Luetkens, an associate professor of microbiology and immunology at UMSOM and director of research and development at the University of Maryland Marlene and Stewart Greenebaum Comprehensive Cancer Center, emphasized the broader significance. "Genetically engineered cells are a promising new way to treat cancer and autoimmune diseases," he said. "However, scientists are still figuring out how these cells work and how to make them better." This discovery addresses one piece of that puzzle.
The research was a collaborative effort. Scientists at the University of Maryland, College Park, contributed advanced imaging techniques that allowed the team to directly observe the process of T-cells tearing fragments from cancer cells—work that would have been impossible to visualize just a few years ago. The imaging gave them the visual evidence they needed to understand the mechanism and then test whether blocking cathepsin b would change the outcome.
Taofeek Owonikoko, executive director of the cancer center, called the findings "real progress that could ultimately improve durability and outcomes for our patients." But he was careful to note the next step: these results need to move into human clinical trials. The center is already running a first-in-human study testing CAR T-cell therapy in patients with recurrent or difficult-to-treat B-cell lymphoma, so the pathway to testing this new approach exists.

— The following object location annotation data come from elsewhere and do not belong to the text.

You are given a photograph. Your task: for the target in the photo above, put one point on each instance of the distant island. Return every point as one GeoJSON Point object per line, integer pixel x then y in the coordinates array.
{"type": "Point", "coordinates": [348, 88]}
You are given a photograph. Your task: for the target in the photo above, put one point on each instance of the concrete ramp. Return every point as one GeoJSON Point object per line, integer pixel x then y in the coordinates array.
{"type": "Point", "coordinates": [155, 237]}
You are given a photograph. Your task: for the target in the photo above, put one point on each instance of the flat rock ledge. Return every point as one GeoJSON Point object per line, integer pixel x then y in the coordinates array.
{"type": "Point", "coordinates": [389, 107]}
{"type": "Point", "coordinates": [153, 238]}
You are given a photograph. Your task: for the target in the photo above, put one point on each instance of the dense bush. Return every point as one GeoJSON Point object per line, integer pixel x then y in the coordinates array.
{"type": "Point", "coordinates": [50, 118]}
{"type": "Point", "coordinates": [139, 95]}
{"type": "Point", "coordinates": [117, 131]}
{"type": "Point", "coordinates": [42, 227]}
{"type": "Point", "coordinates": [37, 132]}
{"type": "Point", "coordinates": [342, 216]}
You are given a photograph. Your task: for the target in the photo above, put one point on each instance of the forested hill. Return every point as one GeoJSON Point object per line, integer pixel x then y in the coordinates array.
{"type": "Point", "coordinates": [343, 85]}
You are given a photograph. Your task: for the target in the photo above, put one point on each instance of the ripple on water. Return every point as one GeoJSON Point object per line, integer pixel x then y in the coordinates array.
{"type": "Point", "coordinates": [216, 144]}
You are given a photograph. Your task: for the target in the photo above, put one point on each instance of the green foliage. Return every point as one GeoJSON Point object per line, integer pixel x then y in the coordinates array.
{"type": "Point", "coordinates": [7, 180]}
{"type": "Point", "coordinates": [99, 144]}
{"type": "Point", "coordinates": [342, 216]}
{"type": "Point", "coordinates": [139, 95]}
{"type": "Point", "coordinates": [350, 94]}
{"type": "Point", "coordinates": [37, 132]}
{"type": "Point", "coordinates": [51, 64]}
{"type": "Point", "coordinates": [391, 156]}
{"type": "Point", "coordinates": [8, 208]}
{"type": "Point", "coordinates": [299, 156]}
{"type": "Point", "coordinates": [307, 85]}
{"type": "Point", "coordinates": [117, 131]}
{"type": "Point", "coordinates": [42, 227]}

For patients with blood cancers that have resisted standard treatment or returned after initial therapy, this represents a concrete lead. The five-year relapse rate has been a stubborn problem in the field. If blocking cathepsin b can extend the durability of CAR T-cell therapy—making the engineered cells stay active longer and fight more effectively—it could change outcomes for people who have run out of other options. The work is still in preclinical stages, but the direction is clear.
Notable Quotes
Genetically engineered cells are a promising new way to treat cancer and autoimmune diseases. However, scientists are still figuring out how these cells work and how to make them better.— Tim Luetkels, MD, Associate Professor of Microbiology and Immunology at UMSOM
While these findings need to be translated into human clinical trials, this is real progress that could ultimately improve durability and outcomes for our patients.— Taofeek K. Owonikoko, MD, PhD, Executive Director of UMGCCC
The Hearth Conversation Another angle on the story
So the CAR T-cells are actually eating pieces of the cancer cells they're supposed to be killing?

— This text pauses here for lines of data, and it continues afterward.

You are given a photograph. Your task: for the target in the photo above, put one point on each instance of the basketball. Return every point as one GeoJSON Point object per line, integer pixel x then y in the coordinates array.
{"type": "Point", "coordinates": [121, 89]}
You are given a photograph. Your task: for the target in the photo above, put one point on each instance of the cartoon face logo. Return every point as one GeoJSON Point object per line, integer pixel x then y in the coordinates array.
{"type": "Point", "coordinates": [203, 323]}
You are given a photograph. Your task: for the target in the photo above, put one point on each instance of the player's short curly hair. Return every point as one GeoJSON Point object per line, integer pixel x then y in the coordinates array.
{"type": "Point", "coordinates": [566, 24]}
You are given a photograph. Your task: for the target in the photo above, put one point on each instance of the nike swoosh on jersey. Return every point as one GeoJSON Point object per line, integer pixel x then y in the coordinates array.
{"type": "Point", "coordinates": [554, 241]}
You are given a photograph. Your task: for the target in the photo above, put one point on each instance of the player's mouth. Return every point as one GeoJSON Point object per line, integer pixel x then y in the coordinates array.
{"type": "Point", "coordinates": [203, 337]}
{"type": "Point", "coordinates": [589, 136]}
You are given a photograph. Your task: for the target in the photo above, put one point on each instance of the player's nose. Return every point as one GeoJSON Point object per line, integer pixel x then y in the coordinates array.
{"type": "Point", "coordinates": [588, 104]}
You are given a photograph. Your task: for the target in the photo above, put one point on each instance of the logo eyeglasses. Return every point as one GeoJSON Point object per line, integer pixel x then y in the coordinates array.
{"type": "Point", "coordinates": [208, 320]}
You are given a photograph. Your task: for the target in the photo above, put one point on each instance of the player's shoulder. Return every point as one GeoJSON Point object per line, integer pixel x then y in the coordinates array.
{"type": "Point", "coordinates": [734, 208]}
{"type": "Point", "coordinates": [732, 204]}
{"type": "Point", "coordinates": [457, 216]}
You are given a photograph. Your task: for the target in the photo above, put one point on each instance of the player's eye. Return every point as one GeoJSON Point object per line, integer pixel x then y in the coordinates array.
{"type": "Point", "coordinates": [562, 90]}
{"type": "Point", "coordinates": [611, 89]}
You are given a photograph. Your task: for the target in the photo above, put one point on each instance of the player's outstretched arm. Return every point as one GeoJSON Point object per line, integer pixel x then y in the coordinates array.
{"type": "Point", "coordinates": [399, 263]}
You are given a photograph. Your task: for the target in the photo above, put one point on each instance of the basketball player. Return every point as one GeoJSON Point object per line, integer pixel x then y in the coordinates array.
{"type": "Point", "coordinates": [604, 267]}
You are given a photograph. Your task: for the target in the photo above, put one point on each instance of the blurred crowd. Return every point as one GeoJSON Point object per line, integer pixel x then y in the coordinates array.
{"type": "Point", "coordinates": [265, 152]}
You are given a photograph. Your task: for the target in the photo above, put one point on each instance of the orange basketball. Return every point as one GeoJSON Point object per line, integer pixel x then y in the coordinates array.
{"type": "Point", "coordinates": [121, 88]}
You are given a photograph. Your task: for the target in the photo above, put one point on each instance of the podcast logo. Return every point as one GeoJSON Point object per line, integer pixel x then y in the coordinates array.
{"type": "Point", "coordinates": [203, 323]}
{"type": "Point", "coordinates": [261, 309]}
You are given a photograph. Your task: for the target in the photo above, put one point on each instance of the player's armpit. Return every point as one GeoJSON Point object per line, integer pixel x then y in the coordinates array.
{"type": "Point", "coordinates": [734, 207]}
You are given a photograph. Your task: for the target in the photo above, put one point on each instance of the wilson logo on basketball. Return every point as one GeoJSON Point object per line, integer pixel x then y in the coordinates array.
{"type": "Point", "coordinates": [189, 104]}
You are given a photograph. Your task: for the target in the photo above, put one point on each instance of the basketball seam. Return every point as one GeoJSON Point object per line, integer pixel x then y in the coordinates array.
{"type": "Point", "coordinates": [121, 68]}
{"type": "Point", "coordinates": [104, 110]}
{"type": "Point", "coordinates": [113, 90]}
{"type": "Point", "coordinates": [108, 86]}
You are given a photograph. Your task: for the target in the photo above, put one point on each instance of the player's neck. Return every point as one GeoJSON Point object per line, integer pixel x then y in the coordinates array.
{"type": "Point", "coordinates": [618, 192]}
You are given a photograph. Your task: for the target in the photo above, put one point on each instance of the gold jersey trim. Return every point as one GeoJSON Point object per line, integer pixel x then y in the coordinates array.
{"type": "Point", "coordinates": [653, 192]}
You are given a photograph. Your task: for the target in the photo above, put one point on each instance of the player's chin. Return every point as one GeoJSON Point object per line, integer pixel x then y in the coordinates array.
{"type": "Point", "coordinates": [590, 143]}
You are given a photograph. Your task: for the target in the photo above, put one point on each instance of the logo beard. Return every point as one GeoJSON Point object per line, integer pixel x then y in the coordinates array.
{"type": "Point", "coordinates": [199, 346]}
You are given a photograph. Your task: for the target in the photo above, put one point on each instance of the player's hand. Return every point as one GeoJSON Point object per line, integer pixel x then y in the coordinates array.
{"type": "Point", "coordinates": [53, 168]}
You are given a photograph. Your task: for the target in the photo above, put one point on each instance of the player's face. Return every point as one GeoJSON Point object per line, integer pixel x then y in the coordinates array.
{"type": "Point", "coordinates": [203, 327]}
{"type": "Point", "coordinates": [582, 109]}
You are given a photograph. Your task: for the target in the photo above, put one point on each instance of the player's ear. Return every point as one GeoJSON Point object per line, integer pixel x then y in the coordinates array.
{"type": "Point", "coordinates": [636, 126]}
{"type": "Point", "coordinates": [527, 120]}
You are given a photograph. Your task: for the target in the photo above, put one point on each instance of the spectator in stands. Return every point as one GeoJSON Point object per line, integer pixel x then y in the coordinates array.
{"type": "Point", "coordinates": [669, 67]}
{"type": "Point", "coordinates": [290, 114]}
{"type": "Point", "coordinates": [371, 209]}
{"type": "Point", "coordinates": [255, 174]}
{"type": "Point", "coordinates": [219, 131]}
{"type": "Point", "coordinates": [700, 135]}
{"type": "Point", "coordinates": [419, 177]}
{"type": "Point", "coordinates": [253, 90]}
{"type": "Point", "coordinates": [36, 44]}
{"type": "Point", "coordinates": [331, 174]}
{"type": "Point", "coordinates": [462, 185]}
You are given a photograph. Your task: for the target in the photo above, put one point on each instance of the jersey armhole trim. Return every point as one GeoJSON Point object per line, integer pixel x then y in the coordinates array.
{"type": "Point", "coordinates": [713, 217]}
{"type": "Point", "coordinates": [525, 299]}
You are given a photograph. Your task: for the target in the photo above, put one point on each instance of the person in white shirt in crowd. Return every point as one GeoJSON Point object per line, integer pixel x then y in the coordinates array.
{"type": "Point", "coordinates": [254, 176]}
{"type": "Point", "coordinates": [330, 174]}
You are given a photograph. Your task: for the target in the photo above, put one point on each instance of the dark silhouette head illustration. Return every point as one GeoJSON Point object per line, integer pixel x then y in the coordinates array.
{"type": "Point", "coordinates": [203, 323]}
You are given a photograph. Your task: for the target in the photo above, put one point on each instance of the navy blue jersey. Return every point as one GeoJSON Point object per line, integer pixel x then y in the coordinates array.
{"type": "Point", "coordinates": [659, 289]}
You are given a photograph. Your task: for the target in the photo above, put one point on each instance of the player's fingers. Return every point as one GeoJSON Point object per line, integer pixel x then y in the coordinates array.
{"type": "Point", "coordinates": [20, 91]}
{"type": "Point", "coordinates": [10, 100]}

Not eating exactly, but absorbing fragments from the cancer cell surface. It's like they're picking up debris from the battlefield and carrying it with them, which makes them less effective at the next fight.
And blocking this cathepsin b protein stops that from happening?

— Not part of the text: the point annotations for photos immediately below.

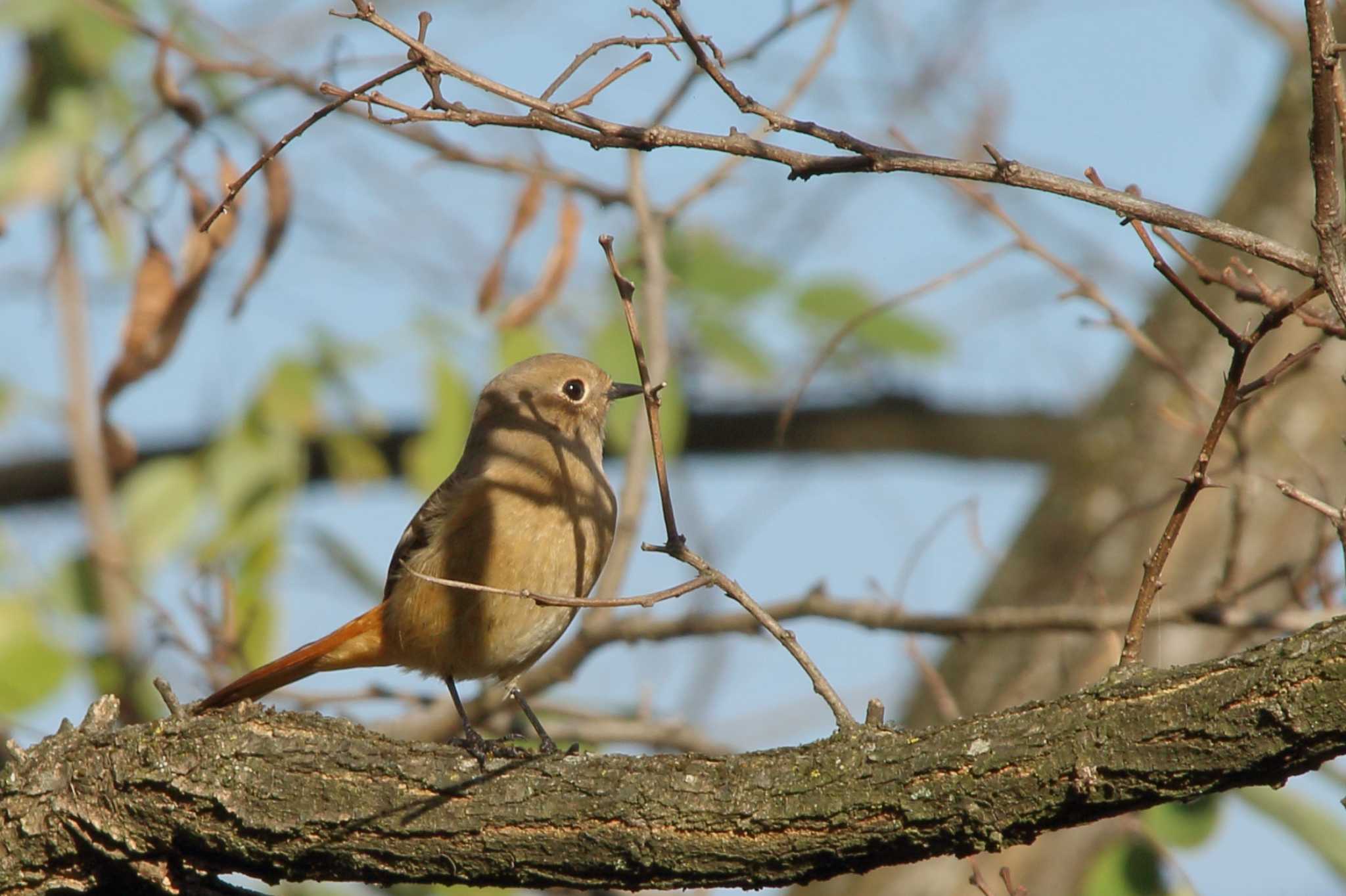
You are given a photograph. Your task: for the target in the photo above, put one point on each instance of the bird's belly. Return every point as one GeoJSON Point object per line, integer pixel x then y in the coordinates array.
{"type": "Point", "coordinates": [469, 634]}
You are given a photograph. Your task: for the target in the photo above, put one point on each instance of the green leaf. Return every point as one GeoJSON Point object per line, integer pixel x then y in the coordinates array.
{"type": "Point", "coordinates": [255, 611]}
{"type": "Point", "coordinates": [724, 344]}
{"type": "Point", "coordinates": [432, 455]}
{"type": "Point", "coordinates": [254, 477]}
{"type": "Point", "coordinates": [1184, 825]}
{"type": "Point", "coordinates": [519, 344]}
{"type": "Point", "coordinates": [610, 349]}
{"type": "Point", "coordinates": [74, 585]}
{"type": "Point", "coordinates": [703, 261]}
{"type": "Point", "coordinates": [1314, 828]}
{"type": "Point", "coordinates": [159, 503]}
{"type": "Point", "coordinates": [1127, 868]}
{"type": "Point", "coordinates": [290, 397]}
{"type": "Point", "coordinates": [32, 666]}
{"type": "Point", "coordinates": [353, 458]}
{"type": "Point", "coordinates": [889, 331]}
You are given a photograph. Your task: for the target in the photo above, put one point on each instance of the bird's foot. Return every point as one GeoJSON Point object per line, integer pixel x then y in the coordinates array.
{"type": "Point", "coordinates": [482, 748]}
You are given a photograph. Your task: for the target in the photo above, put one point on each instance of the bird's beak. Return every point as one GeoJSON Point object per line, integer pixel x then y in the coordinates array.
{"type": "Point", "coordinates": [624, 390]}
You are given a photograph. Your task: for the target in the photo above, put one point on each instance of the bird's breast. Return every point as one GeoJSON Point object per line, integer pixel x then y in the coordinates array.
{"type": "Point", "coordinates": [522, 532]}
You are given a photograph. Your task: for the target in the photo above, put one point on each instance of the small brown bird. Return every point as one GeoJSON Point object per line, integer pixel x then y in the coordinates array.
{"type": "Point", "coordinates": [526, 509]}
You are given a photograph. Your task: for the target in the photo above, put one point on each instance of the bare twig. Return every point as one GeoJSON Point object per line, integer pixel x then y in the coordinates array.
{"type": "Point", "coordinates": [602, 45]}
{"type": "Point", "coordinates": [858, 155]}
{"type": "Point", "coordinates": [676, 544]}
{"type": "Point", "coordinates": [93, 482]}
{"type": "Point", "coordinates": [1232, 397]}
{"type": "Point", "coordinates": [651, 233]}
{"type": "Point", "coordinates": [587, 97]}
{"type": "Point", "coordinates": [562, 600]}
{"type": "Point", "coordinates": [806, 76]}
{"type": "Point", "coordinates": [1278, 369]}
{"type": "Point", "coordinates": [1171, 276]}
{"type": "Point", "coordinates": [1084, 287]}
{"type": "Point", "coordinates": [345, 96]}
{"type": "Point", "coordinates": [170, 698]}
{"type": "Point", "coordinates": [626, 290]}
{"type": "Point", "coordinates": [1322, 155]}
{"type": "Point", "coordinates": [864, 317]}
{"type": "Point", "coordinates": [1335, 516]}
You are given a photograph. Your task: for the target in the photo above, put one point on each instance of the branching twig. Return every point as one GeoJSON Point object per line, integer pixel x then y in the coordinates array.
{"type": "Point", "coordinates": [1232, 397]}
{"type": "Point", "coordinates": [92, 478]}
{"type": "Point", "coordinates": [676, 544]}
{"type": "Point", "coordinates": [1084, 287]}
{"type": "Point", "coordinates": [868, 314]}
{"type": "Point", "coordinates": [1335, 516]}
{"type": "Point", "coordinates": [858, 154]}
{"type": "Point", "coordinates": [626, 290]}
{"type": "Point", "coordinates": [344, 97]}
{"type": "Point", "coordinates": [1322, 154]}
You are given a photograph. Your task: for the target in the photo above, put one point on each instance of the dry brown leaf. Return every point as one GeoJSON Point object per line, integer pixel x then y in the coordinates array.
{"type": "Point", "coordinates": [151, 299]}
{"type": "Point", "coordinates": [525, 212]}
{"type": "Point", "coordinates": [556, 268]}
{"type": "Point", "coordinates": [279, 201]}
{"type": "Point", "coordinates": [222, 228]}
{"type": "Point", "coordinates": [166, 87]}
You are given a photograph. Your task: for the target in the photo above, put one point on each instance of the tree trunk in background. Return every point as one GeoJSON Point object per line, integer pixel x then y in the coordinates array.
{"type": "Point", "coordinates": [1073, 549]}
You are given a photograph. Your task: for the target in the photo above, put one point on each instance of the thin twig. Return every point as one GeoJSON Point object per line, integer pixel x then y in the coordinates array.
{"type": "Point", "coordinates": [602, 45]}
{"type": "Point", "coordinates": [1198, 480]}
{"type": "Point", "coordinates": [562, 600]}
{"type": "Point", "coordinates": [587, 97]}
{"type": "Point", "coordinates": [820, 358]}
{"type": "Point", "coordinates": [676, 544]}
{"type": "Point", "coordinates": [1335, 516]}
{"type": "Point", "coordinates": [346, 96]}
{"type": "Point", "coordinates": [1278, 369]}
{"type": "Point", "coordinates": [1084, 287]}
{"type": "Point", "coordinates": [651, 235]}
{"type": "Point", "coordinates": [858, 155]}
{"type": "Point", "coordinates": [806, 76]}
{"type": "Point", "coordinates": [1229, 334]}
{"type": "Point", "coordinates": [626, 290]}
{"type": "Point", "coordinates": [92, 478]}
{"type": "Point", "coordinates": [1322, 154]}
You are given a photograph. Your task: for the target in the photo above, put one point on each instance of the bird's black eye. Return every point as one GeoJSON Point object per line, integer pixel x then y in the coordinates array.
{"type": "Point", "coordinates": [574, 389]}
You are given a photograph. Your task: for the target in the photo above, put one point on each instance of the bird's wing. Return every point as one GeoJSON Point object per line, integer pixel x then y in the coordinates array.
{"type": "Point", "coordinates": [455, 495]}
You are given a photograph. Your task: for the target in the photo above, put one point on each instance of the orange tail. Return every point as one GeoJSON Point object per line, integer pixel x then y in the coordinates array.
{"type": "Point", "coordinates": [354, 645]}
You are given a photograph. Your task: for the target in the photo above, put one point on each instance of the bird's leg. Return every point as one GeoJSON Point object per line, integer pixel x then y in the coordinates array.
{"type": "Point", "coordinates": [547, 746]}
{"type": "Point", "coordinates": [471, 739]}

Yes. When you block it, the T-cells don't tear off those fragments in the first place. They stay cleaner, stay active longer, and keep fighting.
Why would the T-cells do this in the first place? What's the evolutionary or biological reason?
That's a good question. The mechanism isn't fully explained in the research, but it's likely a side effect of how T-cells naturally interact with other cells. The engineering makes them aggressive, but it doesn't eliminate all their normal behaviors.
How far away are we from using this in actual patients?
The findings are solid in lab and animal models, but human trials are the next step. The cancer center is already running CAR T-cell trials for lymphoma patients, so they have the infrastructure to test this modification relatively soon.
What happens if this works in humans?
If it extends how long the engineered cells stay effective, it could reduce the five-year relapse rate that's been a major limitation of the therapy. That would be significant for patients with blood cancers that have already resisted other treatments.